The COVID-19 crisis is expected to accelerate underlying disruptive forces affecting economies and financial markets, which will increase the difference between companies, sectors and countries, according to PIMCO.
The firm’s portfolio manager, asset allocation, Geraldine Sundstrom, said that the six main secular disruptors identified by PIMCO a few years back, which included the rise of China, populism, ageing populations, technology, financial market vulnerability and climate change, would now be amplified.
As far as China was concerned, the manager expected it would be extremely difficult to “go back to the way it was” although the economy would ultimately recover from the pandemic-induced recession.
Sundstrom reminded that China’s economic strategic plan, Made in China 2025, assumed the move beyond the “world’s factory” to gain greater self-sufficiency and protect its workers from foreign competition as shorten supply chains may further reduce world trade and push deglobalisation.
According to PIMCO, less trade between the world’s two largest economies may also accelerate their competition to dominate technological development, stepping up the race for innovation in, for example, 5G and the robotization of services, including medical ones.
“As old inefficiencies are identified and new preferences developed, the changes that the COVID-19 crisis has led to might be more permanent than we think and have more consequential implications,” Sundstrom said in the note.
On the other hand, demand for healthcare and technology remained not only immune to the crisis, but also to be benefiting from it, while traditional manufacturers, financial institutions, and energy suffered the most.
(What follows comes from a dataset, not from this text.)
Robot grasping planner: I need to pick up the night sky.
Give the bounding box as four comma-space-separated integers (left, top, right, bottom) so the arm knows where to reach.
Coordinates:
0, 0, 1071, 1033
Additional, technology-led world, combined with reduced global trade, may need less oil and more automation, while banks’ business models may be challenged with the protracted level of low interest rates.
“While governments have started to take steps toward loosening the lockdown, the financial, economic, and health recovery from the pandemic is, unfortunately, unlikely to be smooth or easy,” Sundstrom said.
“As such, investors should not underestimate that the way to achieve their financial goals might be markedly different now, as the “disruptors” take an ever-larger share of the pie from those “disrupted.” The ability to distinguish between both is becoming crucial.”